By Joe Perez
Who’s winning the war over simplicity and complexity? The Daily Dish gives voice to an interesting discussion of evolution and culture. It began yesterday when Andrew Sullivan quoted Robert Bellah, the sociologist of religion, on a scientific matter:
Simplicity has its charms. Some relatively simple organisms have survived in more or less the same form for hundreds of millions of years. The more complex the species, the briefer its life. In some cases this is because species have changed into even more complex forms, yet extinctions have been massive. There have been several species of the genus Homo; now there is one. The one remaining species may be partly responsible for the extinction of its last remaining relative, the Neanderthals. The more complex, the more fragile. Complexity goes against the second law of thermodynamics, that all complex entities tend to fall apart, and it takes more and more energy for complex systems to function.

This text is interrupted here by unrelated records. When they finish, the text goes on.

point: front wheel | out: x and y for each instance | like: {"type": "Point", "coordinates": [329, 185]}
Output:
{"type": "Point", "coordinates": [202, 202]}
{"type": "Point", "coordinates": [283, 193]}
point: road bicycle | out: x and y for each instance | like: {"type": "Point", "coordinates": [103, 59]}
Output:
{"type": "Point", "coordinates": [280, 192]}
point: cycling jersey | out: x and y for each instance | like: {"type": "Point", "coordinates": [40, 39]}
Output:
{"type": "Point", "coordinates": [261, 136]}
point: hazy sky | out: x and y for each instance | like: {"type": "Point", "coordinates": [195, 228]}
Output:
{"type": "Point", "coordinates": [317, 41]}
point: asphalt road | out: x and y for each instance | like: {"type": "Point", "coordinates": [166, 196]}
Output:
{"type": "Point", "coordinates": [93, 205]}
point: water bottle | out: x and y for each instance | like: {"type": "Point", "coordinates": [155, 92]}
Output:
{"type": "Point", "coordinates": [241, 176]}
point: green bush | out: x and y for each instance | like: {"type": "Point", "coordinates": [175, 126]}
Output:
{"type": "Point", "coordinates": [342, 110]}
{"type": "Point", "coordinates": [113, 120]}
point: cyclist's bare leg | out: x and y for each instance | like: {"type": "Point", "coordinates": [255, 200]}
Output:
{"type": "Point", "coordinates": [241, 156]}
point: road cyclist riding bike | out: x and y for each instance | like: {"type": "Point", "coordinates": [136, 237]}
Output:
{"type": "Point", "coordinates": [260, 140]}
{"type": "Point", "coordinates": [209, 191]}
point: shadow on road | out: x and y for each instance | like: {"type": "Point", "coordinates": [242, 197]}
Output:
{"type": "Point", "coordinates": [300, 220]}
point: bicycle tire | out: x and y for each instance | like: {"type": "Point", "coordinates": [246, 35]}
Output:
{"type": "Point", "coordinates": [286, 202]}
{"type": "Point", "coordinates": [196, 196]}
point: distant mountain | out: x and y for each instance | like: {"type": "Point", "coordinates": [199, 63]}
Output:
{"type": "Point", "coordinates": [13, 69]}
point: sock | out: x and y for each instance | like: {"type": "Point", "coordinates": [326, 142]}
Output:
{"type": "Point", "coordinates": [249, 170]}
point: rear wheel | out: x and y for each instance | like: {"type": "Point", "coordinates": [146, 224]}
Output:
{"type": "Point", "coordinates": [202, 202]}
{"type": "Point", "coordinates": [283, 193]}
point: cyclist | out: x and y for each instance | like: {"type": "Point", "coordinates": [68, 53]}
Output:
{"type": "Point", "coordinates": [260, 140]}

Today, a reader of Andrew Sullivan’s blog responds:
Utterly untrue. Bellah is making the fundamental mistake of confusing the fate of the individual entity with the fate of the larger dynamic system of which it’s part. A quick glance at the overall arc of the 4.5 billion year evolution of life on earth shows the inevitable march of complexity. Complexity does not “go against” the second law, any more than does the metabolism of your individual body—it uses it, through a related, albeit higher-order mechanism, to advance higher and higher stages of self-organization.

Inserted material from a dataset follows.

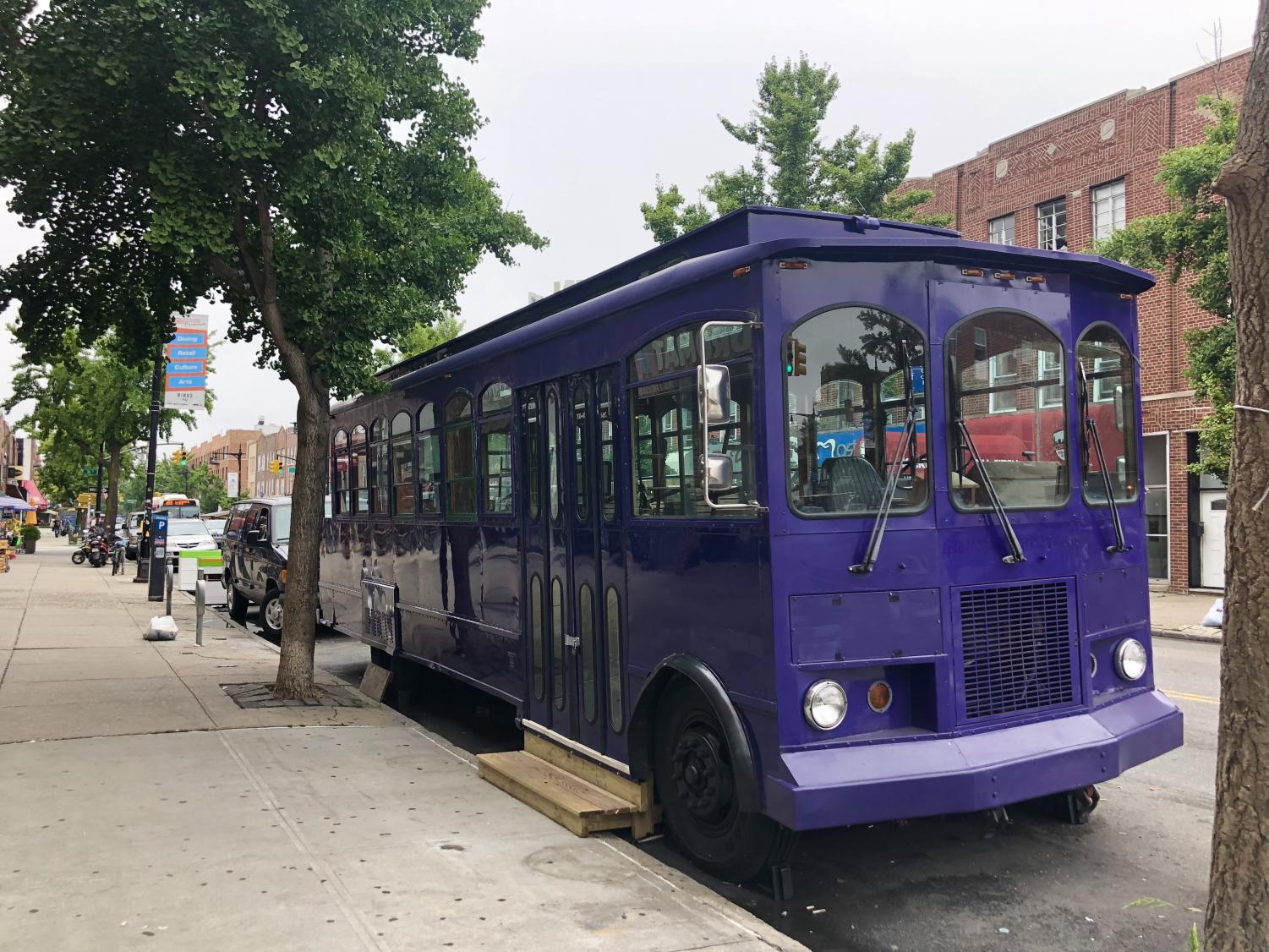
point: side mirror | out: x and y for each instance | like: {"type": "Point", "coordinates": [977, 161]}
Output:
{"type": "Point", "coordinates": [717, 392]}
{"type": "Point", "coordinates": [719, 471]}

More complex systems are in fact far more efficient in their use of energy than less complex ones, which—from the thermodynamic perspective—is precisely what drives evolution (biological, social, technological and mental). Dawkins might not like it, but from the system’s science perspective, evolution is not directionless: Increasing complexity is built into the fabric of the universe.
Bellah not only has it deeply wrong on the science, he has it deeply wrong on the implications for philosophy; at least to judge by this short snippet you quote: more complex is not more fragile, it is more robust.
His outlook reads as dour and pessimistic. That’s not the world as it is—that’s Bellah’s projection onto it, based on a deep misreading of the interplay of thermodynamics and biology. The truth may be something almost 180 degrees different—something much more akin to Malick’s vision in “The Tree of Life:” not only is the evolution of biological complexity inevitable, given sufficiently propitious initial conditions, so is the evolution of mental, emotional and spiritual complexity—including consciousness, empathy, compassion, and grace. To cite Einstein, “The most important decision we make is whether we believe we live in a friendly or hostile universe.”
Bellah’s science—again, to judge by a very small snippet—is inherently hostile, at least from our human perspective. Were his science right, we would all perforce become mid-50’s French existentialists. But it’s not. The applicable science is in fact friendly—I would say, grandly, magnificently friendly, even if, from the individual human perspective, humbling, awe-inspiring, or, like Krishna in his cosmic form, or Yahweh in the whirlwind, sometimes terrible to behold.
The anonymous Dish reader gets the better of the famous sociologist here, I think, striking notes that remind me of some of Ken Wilber’s twenty tenets of all holons. It’s so difficult to think about scientific principles such as evolution or entropy without our conscious and unconscious beliefs about the nature of reality sneaking into the equation. A dour-minded existentialist is prone to believe that everything is winding down and dying in a massive frozen heat death. An optimistic-minded American pragmatist is prone to believe that progress is inevitable and the world is what we make of it.
An Integral theorist is inclined towards appreciating that both pessimists and optimists have a piece of the truth, and the truth cannot be separated from the way that individuals construct their beliefs about reality in complex interactions of meaning-making and enactment.